Petugas dari Satpol PP Kota Pekanbaru menyegel langsung pintu depan tempat hiburan di Jalan Sultan Syarif Kasim, Kota Pekanbaru.
Penyegelan ini pasca dugaan pesta LGBT di tempat hiburan malam itu menimbulkan kegaduhan.
Pemerintah Kota Pekanbaru bersama Polresta Pekanbaru sepakat untuk menutup sementara hiburan malam itu.

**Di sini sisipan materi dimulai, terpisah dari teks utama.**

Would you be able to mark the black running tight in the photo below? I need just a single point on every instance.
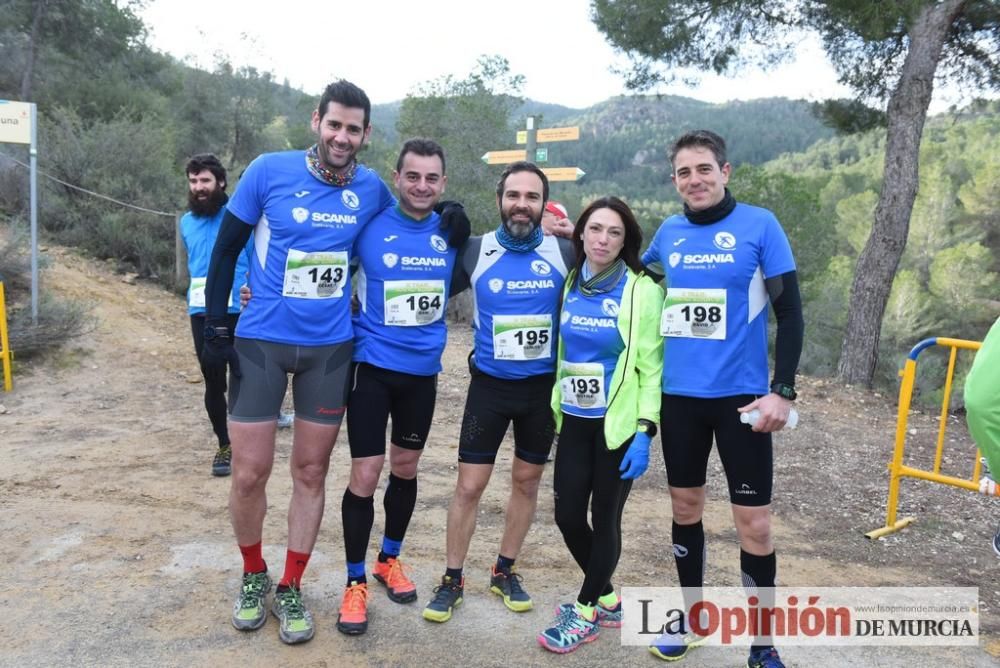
(587, 477)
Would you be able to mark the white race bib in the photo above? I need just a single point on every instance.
(522, 337)
(318, 275)
(413, 303)
(582, 384)
(695, 314)
(196, 296)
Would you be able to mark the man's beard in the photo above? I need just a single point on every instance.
(207, 208)
(518, 229)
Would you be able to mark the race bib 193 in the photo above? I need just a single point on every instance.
(522, 337)
(317, 275)
(582, 384)
(694, 313)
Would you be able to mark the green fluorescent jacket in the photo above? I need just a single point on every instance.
(636, 382)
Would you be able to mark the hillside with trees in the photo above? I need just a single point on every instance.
(117, 121)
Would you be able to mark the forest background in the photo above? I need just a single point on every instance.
(119, 119)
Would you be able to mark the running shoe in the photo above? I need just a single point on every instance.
(250, 611)
(765, 658)
(447, 597)
(675, 646)
(296, 621)
(610, 617)
(222, 464)
(392, 574)
(568, 631)
(508, 585)
(353, 617)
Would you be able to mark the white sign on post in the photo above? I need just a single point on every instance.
(15, 122)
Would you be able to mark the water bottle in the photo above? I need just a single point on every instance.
(750, 418)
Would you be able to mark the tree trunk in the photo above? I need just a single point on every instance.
(29, 59)
(878, 261)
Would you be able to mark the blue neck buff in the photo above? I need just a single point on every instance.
(519, 244)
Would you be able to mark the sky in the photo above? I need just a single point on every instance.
(559, 51)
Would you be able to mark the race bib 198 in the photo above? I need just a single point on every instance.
(318, 275)
(413, 303)
(522, 337)
(692, 313)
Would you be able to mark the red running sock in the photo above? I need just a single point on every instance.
(253, 559)
(295, 565)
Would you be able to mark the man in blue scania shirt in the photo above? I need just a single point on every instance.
(516, 275)
(199, 227)
(306, 209)
(724, 262)
(405, 265)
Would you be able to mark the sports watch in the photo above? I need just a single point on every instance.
(213, 332)
(784, 391)
(647, 427)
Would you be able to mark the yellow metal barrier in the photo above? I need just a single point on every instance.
(897, 469)
(6, 354)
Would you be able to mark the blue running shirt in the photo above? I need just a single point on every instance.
(591, 346)
(403, 285)
(199, 234)
(714, 318)
(516, 307)
(305, 230)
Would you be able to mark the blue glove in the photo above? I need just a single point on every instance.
(636, 459)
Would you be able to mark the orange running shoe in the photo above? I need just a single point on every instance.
(393, 575)
(353, 617)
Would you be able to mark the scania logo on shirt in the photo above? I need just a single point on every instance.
(342, 218)
(587, 321)
(424, 261)
(725, 241)
(439, 244)
(709, 258)
(541, 267)
(350, 200)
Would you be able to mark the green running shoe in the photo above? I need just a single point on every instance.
(508, 586)
(296, 621)
(250, 611)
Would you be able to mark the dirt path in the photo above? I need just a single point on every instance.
(118, 549)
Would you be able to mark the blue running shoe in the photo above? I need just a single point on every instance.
(568, 631)
(765, 658)
(675, 646)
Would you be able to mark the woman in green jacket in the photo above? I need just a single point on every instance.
(606, 402)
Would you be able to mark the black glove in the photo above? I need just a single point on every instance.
(454, 222)
(218, 350)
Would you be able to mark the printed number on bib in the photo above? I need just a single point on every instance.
(413, 303)
(522, 337)
(696, 314)
(319, 275)
(196, 296)
(582, 384)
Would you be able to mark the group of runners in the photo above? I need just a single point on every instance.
(573, 337)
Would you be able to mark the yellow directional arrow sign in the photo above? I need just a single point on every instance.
(550, 134)
(563, 173)
(502, 157)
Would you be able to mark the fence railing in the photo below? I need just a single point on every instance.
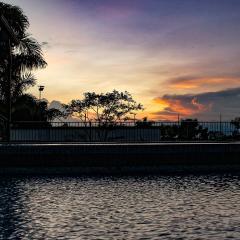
(144, 131)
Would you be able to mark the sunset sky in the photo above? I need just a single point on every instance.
(174, 56)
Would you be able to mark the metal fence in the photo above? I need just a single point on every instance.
(121, 132)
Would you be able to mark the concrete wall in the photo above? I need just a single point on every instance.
(86, 134)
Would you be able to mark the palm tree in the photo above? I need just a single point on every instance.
(26, 56)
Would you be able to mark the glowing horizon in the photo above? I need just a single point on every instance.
(160, 51)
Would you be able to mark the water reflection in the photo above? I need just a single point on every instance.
(191, 207)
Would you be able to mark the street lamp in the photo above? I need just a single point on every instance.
(40, 89)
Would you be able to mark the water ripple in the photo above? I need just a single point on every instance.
(169, 207)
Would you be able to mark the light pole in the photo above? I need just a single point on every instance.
(40, 89)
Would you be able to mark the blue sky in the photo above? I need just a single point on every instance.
(152, 48)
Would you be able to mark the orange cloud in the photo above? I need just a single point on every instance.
(171, 108)
(191, 82)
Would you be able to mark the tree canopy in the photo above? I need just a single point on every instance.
(104, 108)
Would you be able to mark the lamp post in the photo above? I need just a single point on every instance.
(8, 40)
(40, 89)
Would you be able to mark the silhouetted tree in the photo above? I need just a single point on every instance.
(26, 56)
(105, 108)
(144, 123)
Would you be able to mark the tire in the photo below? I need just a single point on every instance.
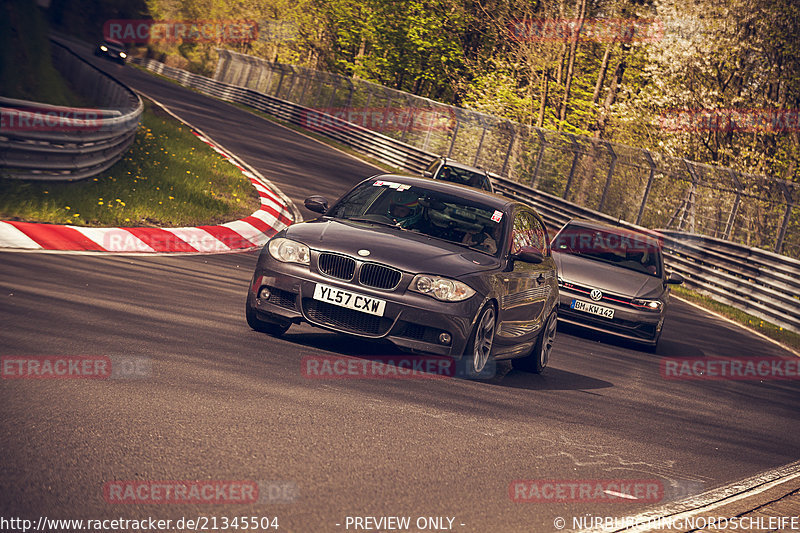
(537, 360)
(271, 328)
(477, 362)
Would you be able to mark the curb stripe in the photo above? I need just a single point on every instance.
(115, 240)
(16, 238)
(228, 237)
(273, 215)
(161, 240)
(56, 237)
(199, 239)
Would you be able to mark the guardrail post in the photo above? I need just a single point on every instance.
(453, 140)
(539, 157)
(647, 187)
(577, 149)
(268, 85)
(786, 216)
(690, 198)
(510, 147)
(409, 121)
(434, 115)
(736, 201)
(480, 145)
(609, 177)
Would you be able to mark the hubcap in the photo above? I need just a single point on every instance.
(547, 341)
(484, 336)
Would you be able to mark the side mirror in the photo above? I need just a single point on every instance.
(675, 279)
(317, 204)
(529, 254)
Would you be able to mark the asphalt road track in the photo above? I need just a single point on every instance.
(222, 402)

Pantauan Tribunpekanbaru.com, ada stiker segel terpasang di pintu masuk tempat hiburan malam tersebut. Segel itu menyatakan bahwa objek ini telah melanggar Perda Kota Pekanbaru No. 13 tahun 2021 tentang Ketertiban Umum dan Ketentraman Masyarakat.
Apabila tidak melaksanakan imbauan ini, maka Satpol PP bakal melakukan penertiban dan pengamanan.
Mereka nantinya bakal melakukan pembongkaran sesuai aturan yang berlaku.
Wali Kota Pekanbaru, Agung Nugroho datang langsung untuk menyaksikan proses penyegelan hiburan malam ini. Ia menegaskan bahwa penyegelan ini berlangsung selama proses pemeriksaan yang berlangsung di kepolisian.
"Hiburan malam ini tidak beroperasi sampai proses ini selesai pemanggilan para pihak," terangnya kepada Tribunpekanbaru.com usai penyegelan.
Baca juga: VIRAL Dugaan Pesta LGBT di Pekanbaru, Aparat Gabungan Datangi Paragon
Menurutnya, pihak kepolisian telah melakukan pemanggilan terhadap beberapa pihak terkait dugaan adanya pesta LGBT di tempat hiburan malam itu.
Penyegelan ini menanti hasil pemeriksaan di kepolisian.
Dirinya menegaskan bahwa tidak boleh ada aktivitas dalam New Paragon selama penyegelan berlangsung. Ia menyebut bahwa penyegelan ini hingga ada titik terang atas dugaan pesta LGBT
"Kita akan lihat hasil pemeriksaannya, apa kita cabut izinnya, evaluasi izin atau seperti apa nantinya," paparnya.
Baca juga: Aksi Demo Buntut Pesta Waria di Pekanbaru, Tokoh Masyarakat Riau Desak Tutup THM
Agung menegaskan bahwa penyegelan inibukan karena desakan dari aksi unjuk rasa yang berlangsung, Senin (3/2/2026) kemarin. Namun ia memastikan bahwa pengelola aktivitas hiburan sudah membuat gaduh sehingga melanggar perda yang ada.